Midstream giant Energy Transfer Equity (NYSE:ETE) has been excruciatingly volatile over the past few years. At one point, units of the master limited partnership (MLP) lost more than 80% of their value, and they are currently about 50% below their peak. While the volatility has moderated somewhat this year -- with units flat overall -- they've still been all over the map, up almost 10% at one point before plunging double-digits and then recovering.
Despite all of the movement, Energy Transfer Equity appears to be heading in the right direction, which makes it an interesting stock for income investors to put on their watchlists given that it pays a generous 7.1%-yielding distribution.
The numbers are noticeably better
One of the factors driving all of this volatility is Energy Transfer Equity's financial metrics, which had been in rough shape because of the oil market downturn. For example, in the first quarter of 2017, the company only generated $215 million of distributable cash flow (DCF), which wasn't enough to cover the $251 million in cash it distributed to investors. However, thanks to the wind-down of some special assistance to its namesake MLP Energy Transfer Partners (NYSE:ETP), Energy Transfer Equity's DCF rocketed 84% to $395 million during the first quarter of 2018. With the company only distributing $266 million in cash to investors, it was able to cover its high-yielding payout by a comfortable 1.48 times.
Meanwhile, cash flow should continue growing in the coming year because Energy Transfer Partners expects to complete several expansion projects, which will boost the cash it sends to its parent. In addition to that, Energy Transfer Equity recently acquired a stake in USA Compression Partners (NYSE:USAC) as part of a transaction with Energy Transfer Partners, which will provide it with some incremental cash flow going forward.
While Energy Transfer Equity could use its expanding cash flow to boost its high-yielding distribution, the company currently plans to retain this excess money to help pay down some debt, which should improve its balance sheet. That will assist the company with meeting its top priority to deleverage its balance sheet so the franchise can maintain an investment-grade credit rating, which will keep its borrowing costs low, giving it the financial flexibility to continue growing.
A catalyst on the horizon
Another reason Energy Transfer Equity wants to shore up its balance sheet is so the company can pursue the acquisition of Energy Transfer Partners to simplify its corporate structure. CEO Kelcy Warren stated last quarter that they've "looked at every scenario possible to us. And we don't see any mathematical scenario that makes any sense other than" having Energy Transfer Equity acquire Energy Transfer Partners.

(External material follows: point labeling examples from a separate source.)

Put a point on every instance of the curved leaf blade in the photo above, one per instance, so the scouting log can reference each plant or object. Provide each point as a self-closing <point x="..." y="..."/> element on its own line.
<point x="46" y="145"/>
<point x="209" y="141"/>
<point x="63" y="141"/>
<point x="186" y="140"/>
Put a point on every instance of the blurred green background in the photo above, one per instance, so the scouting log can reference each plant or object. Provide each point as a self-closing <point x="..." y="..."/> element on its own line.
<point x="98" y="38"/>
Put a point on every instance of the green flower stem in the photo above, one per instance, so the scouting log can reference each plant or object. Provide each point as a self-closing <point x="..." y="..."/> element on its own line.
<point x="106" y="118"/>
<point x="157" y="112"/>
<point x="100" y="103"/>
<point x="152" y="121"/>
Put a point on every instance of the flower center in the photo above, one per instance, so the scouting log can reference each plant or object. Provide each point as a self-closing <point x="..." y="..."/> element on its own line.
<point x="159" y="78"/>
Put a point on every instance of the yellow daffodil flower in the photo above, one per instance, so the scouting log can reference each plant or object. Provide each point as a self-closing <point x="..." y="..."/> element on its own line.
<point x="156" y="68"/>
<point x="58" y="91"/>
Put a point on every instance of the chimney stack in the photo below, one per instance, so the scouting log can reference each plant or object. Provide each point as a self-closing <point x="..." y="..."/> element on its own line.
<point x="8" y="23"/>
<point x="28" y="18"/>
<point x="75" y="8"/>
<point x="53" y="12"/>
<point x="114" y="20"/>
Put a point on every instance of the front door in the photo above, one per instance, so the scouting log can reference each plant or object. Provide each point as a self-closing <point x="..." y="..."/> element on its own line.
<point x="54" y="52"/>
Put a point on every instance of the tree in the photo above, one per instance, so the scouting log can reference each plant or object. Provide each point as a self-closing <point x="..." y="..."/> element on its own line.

That deal would mark the latest in a string of similar consolidation transactions in the midstream sector as companies seek ways to enhance their appeal to investors by simplifying their structures and improving their financial profiles. In Energy Transfer Equity's case, it could maintain its current distribution level after acquiring its MLP, and use its growing stream of excess cash to deleverage further and internally fund some expansion projects, which would improve the company's long-term financial sustainability. Meanwhile, once it gets its finances on solid ground, Energy Transfer can look at resuming distribution growth.
Things are getting interesting
After struggling for the past few years, Energy Transfer Equity's financials are heading in the right direction, which positions the company to grow its high-yielding payout in the future. However, it still has more work to do, including sealing a deal to buy Energy Transfer Partners, which is why investors might want to put it on their watchlists for now to see how everything shakes out.